As for the second question, and the reference to the Nvidia paper (in which I fully read and only partially understood ,) in the link Icarus posted:
"... by three exponent values (multiply by 8) was sufficient to match the accuracy achieved with FP32 training by recovering the relevant values lost to 0. Shifting by 15 exponent values (multiplying by 32K) would recover all but 0.1% of values lost to 0 when converting to FP16 and still avoid overflow. In other words, FP16 dynamic range is sufficient for training, but gradients may have to be scaled to move them into the range to keep them from becoming zeros in FP16."
https://docs.nvidia.com/deeplearning/pe ... index.html
My confusion is in the "multiply by 8". I thought it was referring to the learning rate formula.
I think the answer to my confusion is wrapped up in what the learning rate represents (I know it represents how fast the machine learns, but what do the numbers represent,) how it's calculated, and what the "e" in the learning rate formula represents. I thought the "e" represented the "epsilon". So, I'm interpreting the Nvidia paper to read "8(-7)-5" where as 8 is the multiplier referenced in the paper, -7 is the epsilon, then subtract 5.
I also thought the "e" could represent the epoch. So a learning rate of 8e-5, is interpreted as, for every 8 epochs, subtract 5.

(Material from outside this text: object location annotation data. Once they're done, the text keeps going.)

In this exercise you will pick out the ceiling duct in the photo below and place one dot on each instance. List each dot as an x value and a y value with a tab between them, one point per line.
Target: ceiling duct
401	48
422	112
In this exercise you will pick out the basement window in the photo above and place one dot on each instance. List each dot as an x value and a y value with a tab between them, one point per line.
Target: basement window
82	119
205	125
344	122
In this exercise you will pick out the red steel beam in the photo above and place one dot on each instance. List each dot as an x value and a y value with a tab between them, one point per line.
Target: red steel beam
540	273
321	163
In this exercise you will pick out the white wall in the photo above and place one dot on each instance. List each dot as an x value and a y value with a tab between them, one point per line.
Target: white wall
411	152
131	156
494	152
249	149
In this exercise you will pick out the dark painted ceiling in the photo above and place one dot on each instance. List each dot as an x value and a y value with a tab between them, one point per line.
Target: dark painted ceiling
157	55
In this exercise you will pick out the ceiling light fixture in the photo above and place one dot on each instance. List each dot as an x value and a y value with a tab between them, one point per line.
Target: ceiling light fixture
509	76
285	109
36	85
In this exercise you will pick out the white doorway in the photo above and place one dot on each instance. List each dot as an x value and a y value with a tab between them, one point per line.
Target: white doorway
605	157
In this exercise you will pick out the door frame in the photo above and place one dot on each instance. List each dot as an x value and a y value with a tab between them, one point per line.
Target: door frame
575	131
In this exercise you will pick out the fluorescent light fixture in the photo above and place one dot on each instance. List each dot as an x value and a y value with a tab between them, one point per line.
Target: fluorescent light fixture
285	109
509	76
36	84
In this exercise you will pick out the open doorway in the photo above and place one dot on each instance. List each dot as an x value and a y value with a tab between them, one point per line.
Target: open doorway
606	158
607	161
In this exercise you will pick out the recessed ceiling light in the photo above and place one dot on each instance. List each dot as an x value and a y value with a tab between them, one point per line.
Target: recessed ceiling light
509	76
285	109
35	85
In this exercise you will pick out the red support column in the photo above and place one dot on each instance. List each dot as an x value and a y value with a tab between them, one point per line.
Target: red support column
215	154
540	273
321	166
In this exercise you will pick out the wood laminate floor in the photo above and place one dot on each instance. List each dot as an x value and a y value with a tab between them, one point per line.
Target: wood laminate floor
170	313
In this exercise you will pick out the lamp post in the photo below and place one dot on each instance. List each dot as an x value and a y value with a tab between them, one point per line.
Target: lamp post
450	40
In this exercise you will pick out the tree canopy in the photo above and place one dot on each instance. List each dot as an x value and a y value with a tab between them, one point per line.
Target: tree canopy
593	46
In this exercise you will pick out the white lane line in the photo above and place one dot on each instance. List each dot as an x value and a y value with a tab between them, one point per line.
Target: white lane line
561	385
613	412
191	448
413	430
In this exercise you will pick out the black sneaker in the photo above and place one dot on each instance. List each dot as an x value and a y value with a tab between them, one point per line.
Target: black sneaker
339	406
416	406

Or, does "e" represent the exponent? 8 to the -7 power, subtract 5.
I have looked and researched hours of my day, and every paper I've come across of course assumes I'm a data scientist (not a middle aged failed writer ) and therefore assumes I already know what the learning rate formula represents and how it's calculated.
This is the danger when idiots like me read scientific papers well above their head.
If you can answer this question, I promise not to ask another question for one weeks time.